# Bosch Condensing Tankless



## user2090 (Sep 26, 2009)

I just want to know for my own knowledge. I had to walk away from this job today, because I could not provide the customer with what they needed. Which was a tankless heater repaired for next to nothing. 


Its a two year old Bosch condensing tankless. 

First call-No hot water Code: EA
Long story short-Tech support had me run through a series of checks, rechecks, pressure, blah, blah, blah.....
Tech support is sending out a new board. 

Second call-No Hot water Code: E4 most of the time and EA
Talk to tech support, check sensor, outside vent gas pressure. Tech support says I need to pull the vent and look down in the burner box. Easy for him to say. 
The guy who installed the unit did not leave any room to cut the pvc without having to wreck the wall, then run a new concentric vent outside. When the homeowner finally realized what all was involved and the cost just to try and find the problem, which is highly suspect, she makes the ole  :no:

According to tech support its either a wire-harness or some kind of blockage in the venting. The venting "problem" seems highly unlikely, as I could see inside the vent pipe up to the elbow inside the home. 

We agreed she was better off trying to call a bigger outfit who might have a "Tankless" expert, as we install so little in this area, an expert is hard to find. 

Can someone tell me what the problem could really be????


----------



## Plumberman (Jul 7, 2008)

Condensate tee installed on vent piping?


----------



## user2090 (Sep 26, 2009)

Plumberman said:


> Condensate tee installed on vent piping?


No, there is no room for one. Its all drained through the unit. 

This unit has worked for two years until now.


----------



## 1703 (Jul 21, 2009)

Don't know if it helps, but I have two rinnai's that throw an error in the summer because the vents are right beside an outside light and all the bugs get pulled in and stuck in the burner. Also I have heard of "cotton" from the cottonwood trees doing the same thing.


----------



## Plumberman (Jul 7, 2008)

Indie said:


> No, there is no room for one. Its all drained through the unit.
> 
> This unit has worked for two years until now.


So it has a condensate trap inside of it that catches the condensate and drains it to a drain line?

The only reason I asked is because I have worked on one that didn't have them installed and it worked for about the same amount of time, then it started flashing error codes.

The condensate had corroded the burner plate and ate up the flame sensors.


----------



## Evolve (Jan 2, 2011)

I have just installed one recently and yes there is a condensate drain. If you look on the bottom of the unit you will have the drain outlet that you pipe to a drain.


----------



## Plumberman (Jul 7, 2008)

Evolve said:


> I have just installed one recently and yes there is a condensate drain.
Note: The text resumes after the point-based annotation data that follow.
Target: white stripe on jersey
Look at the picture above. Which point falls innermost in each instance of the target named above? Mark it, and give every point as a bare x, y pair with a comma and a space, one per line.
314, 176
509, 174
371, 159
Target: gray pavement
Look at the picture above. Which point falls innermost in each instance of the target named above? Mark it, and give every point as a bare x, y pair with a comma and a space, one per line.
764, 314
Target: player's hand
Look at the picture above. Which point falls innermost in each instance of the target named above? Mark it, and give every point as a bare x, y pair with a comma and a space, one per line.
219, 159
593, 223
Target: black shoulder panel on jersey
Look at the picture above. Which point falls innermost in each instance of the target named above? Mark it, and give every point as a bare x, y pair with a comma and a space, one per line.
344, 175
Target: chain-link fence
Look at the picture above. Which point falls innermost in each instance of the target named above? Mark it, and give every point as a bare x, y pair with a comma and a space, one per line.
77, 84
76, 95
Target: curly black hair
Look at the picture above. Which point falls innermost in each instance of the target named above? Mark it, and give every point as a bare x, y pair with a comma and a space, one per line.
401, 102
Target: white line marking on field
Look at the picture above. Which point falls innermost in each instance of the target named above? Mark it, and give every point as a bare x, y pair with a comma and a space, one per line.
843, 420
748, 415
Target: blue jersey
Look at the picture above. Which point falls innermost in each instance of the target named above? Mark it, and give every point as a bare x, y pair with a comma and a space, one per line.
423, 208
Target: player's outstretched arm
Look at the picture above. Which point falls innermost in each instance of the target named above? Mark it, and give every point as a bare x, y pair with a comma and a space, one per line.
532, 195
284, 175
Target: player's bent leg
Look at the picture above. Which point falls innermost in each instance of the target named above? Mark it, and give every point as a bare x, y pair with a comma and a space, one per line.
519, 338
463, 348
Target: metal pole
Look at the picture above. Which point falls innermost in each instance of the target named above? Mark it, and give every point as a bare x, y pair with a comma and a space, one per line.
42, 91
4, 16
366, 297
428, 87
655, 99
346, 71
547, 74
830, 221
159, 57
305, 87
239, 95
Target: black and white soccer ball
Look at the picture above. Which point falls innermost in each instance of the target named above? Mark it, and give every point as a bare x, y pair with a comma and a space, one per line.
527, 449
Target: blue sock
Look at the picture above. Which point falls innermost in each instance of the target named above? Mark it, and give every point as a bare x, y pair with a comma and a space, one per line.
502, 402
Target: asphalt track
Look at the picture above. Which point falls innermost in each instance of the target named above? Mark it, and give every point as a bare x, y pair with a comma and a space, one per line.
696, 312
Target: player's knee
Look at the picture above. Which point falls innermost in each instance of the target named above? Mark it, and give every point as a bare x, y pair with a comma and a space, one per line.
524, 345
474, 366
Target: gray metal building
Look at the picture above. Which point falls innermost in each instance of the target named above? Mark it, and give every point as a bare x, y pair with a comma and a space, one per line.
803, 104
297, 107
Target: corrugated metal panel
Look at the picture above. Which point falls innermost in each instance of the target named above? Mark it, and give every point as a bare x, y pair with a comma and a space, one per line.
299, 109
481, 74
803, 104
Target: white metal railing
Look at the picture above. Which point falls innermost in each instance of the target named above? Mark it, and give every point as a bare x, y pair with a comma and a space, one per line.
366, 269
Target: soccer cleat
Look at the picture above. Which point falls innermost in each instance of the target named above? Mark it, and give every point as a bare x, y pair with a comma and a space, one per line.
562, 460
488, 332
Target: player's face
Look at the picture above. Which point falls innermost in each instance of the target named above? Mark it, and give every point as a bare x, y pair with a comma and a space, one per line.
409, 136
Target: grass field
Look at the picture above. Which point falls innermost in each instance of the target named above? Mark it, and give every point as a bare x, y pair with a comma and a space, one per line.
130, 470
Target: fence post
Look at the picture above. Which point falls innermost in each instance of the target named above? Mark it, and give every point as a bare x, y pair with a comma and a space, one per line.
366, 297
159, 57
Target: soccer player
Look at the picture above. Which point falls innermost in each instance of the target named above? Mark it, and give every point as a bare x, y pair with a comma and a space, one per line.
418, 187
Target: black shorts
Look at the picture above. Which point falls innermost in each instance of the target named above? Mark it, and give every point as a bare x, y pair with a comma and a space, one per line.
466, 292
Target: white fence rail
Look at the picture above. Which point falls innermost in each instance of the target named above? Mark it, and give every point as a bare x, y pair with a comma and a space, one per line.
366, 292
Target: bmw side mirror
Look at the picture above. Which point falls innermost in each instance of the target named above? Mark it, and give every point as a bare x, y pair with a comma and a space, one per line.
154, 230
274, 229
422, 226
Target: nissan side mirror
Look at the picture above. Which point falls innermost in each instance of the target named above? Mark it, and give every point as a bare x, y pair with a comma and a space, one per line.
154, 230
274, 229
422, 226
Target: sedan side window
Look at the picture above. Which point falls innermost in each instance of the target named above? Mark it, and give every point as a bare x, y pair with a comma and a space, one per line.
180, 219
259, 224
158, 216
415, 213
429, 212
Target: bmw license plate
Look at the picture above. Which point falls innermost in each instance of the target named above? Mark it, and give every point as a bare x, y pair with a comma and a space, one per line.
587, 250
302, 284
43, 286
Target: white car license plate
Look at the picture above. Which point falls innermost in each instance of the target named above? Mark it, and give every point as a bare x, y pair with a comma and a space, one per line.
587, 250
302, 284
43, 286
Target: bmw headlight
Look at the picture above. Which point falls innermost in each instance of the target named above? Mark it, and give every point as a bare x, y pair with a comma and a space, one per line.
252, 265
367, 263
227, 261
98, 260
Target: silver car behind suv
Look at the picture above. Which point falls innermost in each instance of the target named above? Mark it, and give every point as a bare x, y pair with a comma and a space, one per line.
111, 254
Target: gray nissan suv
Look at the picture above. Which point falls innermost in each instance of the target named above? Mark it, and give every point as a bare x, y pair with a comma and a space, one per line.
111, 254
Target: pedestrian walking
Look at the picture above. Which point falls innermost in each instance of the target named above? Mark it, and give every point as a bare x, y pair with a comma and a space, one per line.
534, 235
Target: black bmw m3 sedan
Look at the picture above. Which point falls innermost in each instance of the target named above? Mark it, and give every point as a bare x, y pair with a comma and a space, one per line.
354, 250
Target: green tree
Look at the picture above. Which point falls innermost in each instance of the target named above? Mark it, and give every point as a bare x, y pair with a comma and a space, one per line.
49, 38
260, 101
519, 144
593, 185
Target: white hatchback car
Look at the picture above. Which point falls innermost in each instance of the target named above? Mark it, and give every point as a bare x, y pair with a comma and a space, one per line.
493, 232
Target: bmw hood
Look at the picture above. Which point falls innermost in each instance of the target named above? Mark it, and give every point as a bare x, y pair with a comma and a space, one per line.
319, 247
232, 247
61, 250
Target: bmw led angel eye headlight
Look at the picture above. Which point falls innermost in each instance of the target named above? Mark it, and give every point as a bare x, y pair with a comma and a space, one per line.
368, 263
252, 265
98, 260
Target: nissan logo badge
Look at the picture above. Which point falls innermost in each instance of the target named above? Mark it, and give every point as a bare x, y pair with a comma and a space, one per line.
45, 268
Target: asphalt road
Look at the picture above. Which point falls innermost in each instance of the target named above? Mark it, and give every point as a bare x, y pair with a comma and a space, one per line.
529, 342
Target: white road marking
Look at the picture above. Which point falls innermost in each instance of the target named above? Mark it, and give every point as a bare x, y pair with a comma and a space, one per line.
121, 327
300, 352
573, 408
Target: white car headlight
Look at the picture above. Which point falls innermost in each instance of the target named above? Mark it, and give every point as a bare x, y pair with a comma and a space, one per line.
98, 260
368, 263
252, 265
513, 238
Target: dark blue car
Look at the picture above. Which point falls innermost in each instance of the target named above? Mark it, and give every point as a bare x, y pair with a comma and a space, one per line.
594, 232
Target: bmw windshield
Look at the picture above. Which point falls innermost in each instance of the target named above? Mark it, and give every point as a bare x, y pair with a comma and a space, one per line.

If you look on the bottom of the unit you will have the drain outlet that you pipe to a drain.


10 4

I haven't worked on many, but the ones I have seen don't have the integral trap on them. Good to know...


----------



## Plumbworker (Oct 23, 2008)

ea code is water in the gas valve every time.. but i've never dumped water out of a condensing model though just the 250sx models from 2005 -2009
i believe ea is no flame ionization

im a bosch tankless service provider by the way...

as you can see how everything is nicely layed out and easy to service inside vs a takagi lol..


----------